The July 6 Front Porch Chat featured Keith Norman speaking on “Homesteading.” Although it was first passed by President Abraham Lincoln in 1862, the last homesteading was done in Alaska in the 1970s. The law stipulated that anyone who was over 21 years of age or was head of a family and did not take up arms against the U.S. government was eligible to homestead 160 acres of land. The homesteaders also had to make improvements on the land, farm at least 10 acres of it and live there at least five months per year for five years.

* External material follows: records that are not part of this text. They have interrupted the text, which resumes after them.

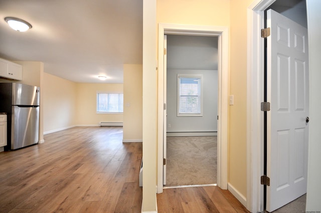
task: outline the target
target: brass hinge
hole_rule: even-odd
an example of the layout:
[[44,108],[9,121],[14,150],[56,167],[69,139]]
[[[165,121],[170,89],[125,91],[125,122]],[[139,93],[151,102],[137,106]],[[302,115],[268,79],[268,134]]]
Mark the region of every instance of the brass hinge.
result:
[[267,38],[271,34],[271,29],[270,28],[264,28],[261,30],[261,37]]
[[270,178],[266,175],[261,176],[261,185],[270,186]]
[[267,112],[270,110],[270,102],[261,102],[261,111]]

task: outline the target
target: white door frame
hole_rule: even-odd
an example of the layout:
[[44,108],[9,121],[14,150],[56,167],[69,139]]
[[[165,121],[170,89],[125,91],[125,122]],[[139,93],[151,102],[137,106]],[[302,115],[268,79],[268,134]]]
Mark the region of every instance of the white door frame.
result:
[[254,0],[247,9],[247,199],[251,212],[263,210],[260,177],[263,168],[263,117],[260,103],[264,94],[264,11],[276,0]]
[[[157,193],[163,187],[163,118],[164,113],[164,35],[217,36],[218,44],[218,116],[217,185],[227,189],[228,28],[225,27],[159,24],[158,53],[158,133]],[[152,80],[151,79],[151,80]]]

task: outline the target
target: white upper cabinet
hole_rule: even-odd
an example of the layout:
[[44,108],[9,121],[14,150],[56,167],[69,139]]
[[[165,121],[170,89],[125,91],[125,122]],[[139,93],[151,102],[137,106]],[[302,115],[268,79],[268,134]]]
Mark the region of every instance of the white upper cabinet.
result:
[[22,80],[22,66],[0,59],[0,77]]

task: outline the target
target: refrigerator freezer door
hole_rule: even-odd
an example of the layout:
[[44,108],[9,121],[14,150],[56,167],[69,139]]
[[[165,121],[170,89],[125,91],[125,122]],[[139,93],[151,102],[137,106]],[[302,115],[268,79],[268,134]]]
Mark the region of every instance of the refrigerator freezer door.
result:
[[40,91],[39,87],[14,83],[12,105],[39,106]]
[[38,143],[39,107],[12,107],[11,149],[16,149]]

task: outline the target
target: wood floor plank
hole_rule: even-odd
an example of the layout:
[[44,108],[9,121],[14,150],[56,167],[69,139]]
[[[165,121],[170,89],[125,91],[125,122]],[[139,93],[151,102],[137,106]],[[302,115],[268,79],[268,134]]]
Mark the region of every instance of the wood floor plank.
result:
[[221,193],[219,188],[204,187],[203,188],[215,203],[219,212],[236,213],[231,203]]
[[[77,127],[46,135],[44,143],[0,153],[0,212],[140,213],[142,144],[122,143],[122,134],[121,127]],[[220,205],[247,212],[217,188],[164,189],[157,195],[158,212],[231,209]],[[222,197],[213,197],[219,192]]]
[[142,190],[137,182],[126,182],[124,184],[114,213],[140,212]]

Norman said the process of homesteading was pretty simple: Find a parcel of land that no one else was claiming, register the homestead at the land office (in Bismarck or Fargo) and build some sort of shack, often rough lumber covered with tar paper or covered with sod. Plow the sod on at least 10 acres of native prairie with a team of horses, mules or oxen. Plant some oats for the stock, wheat for bread, and make a small garden for potatoes and vegetables. Then in the homesteader’s spare time, try to gather enough fuel to last the winter in the poorly-insulated shack. Norman said it was no wonder that about 60 percent of those who homesteaded failed to “prove up,” which is what it was called when the homesteader received the deed to his land after the five years. If the man had been in the Union army, the time to prove up was reduced by one year for each year served; if the person served in the Confederate army, he didn’t even qualify.

Norman said that “Along with all of the other hardships they faced they had to try to sell a bit of produce or collect bison bones to make the $5 that was charged by the local newspaper to run the announcement that they were still on their homestead each year.” This requirement of the Homestead Act is probably the reason that every small town had a local newspaper that depended on these ads to stay in business, most going out of business when the land in the area was completely homesteaded.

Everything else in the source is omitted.